Getting it Right in-Camera


This may seem simple, but hear me out. After seven years of shooting, I feel comfortable shooting in a dark church and getting things nailed (without flash). 

First, I'm not great with technical jargon, so I'll link to videos that fill in the gaps. 


So, let's talk about focus. The secret is back-button focusing. You press that back-button (which you can set yourself) and right before you click the shutter to nail focus on your subject. A good place to start nailing nailing focus is putting your focus on a point of contrast (that rim of light on the bride's face during ceremony, dressing room, etc). I typically shoot with a center focus point and re-adjust the frame.
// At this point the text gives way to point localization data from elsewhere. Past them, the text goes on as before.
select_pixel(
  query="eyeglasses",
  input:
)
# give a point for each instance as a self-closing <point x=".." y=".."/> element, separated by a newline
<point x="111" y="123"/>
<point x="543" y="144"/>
This is probably the easiest (or lazy) way, but you can opt to pick a specific focus point.


Changing my mindset about depth of field has been so important on my journey as a wedding photographer. The hard truth: it's safe to shoot above 1.2 or 1.4. With family portraits, I aim for f/4 to f/5.6 to make sure that everyone in the portrait is in focus and the focus doesn’t fall off on the edges. When you step out of your 1.4 comfort zone, you’ll see what I mean.


It’s pretty standard to say that the minimum shutter speed for capturing a moving subject is 1/250. For a subject that is moving very quickly, you’ll want to shorten the amount of time your shutter is open. 1/1000 will guarantee zero motion blur. Sometimes you can push it a bit. Occasionally I find myself shooting at 1/60th of a second to capture the ambiance in a reception space. (check out this video for a more a detailed walk-through)
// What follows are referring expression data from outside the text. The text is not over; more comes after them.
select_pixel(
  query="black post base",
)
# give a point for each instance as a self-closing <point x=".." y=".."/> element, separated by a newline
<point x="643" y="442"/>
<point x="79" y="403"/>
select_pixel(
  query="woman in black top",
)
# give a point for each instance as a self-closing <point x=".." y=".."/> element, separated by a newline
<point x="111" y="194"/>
So many people struggle with this and I have to throw my hand up and say “me too”. It’s difficult with a fixed-length lens because your feet are your zoom. Another thing to think about when you’re taking an image is how the setting adds to the story and how you can add a sense of place into your portraits. I know very few people who barely have to crop their work and I think we can all aspire to that.
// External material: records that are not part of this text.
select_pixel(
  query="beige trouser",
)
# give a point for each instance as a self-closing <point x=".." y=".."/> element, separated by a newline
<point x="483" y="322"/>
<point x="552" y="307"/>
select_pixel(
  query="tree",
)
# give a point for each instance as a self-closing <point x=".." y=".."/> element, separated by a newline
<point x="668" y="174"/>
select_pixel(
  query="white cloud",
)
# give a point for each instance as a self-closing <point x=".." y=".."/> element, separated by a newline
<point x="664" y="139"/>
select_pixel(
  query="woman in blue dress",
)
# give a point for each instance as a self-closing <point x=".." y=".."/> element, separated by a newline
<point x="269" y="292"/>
On a shoot, I often find myself throwing my hand directly in front of me and spinning around. This helps me know exactly the direction of the light and how it will fall on the people I’m photographing. There is a lot to say about light, but it is very subjective depending on who you talk to. The perfect light to you may be strong evening sunset light or it could be moody Seattle light on a rainy day. My only real advice on this is: experiment experiment experiment.

Thank you for reading and I hope this is helpful to at least someone! I feel compelled to share because the way I learned how to be a photographer was through articles like this.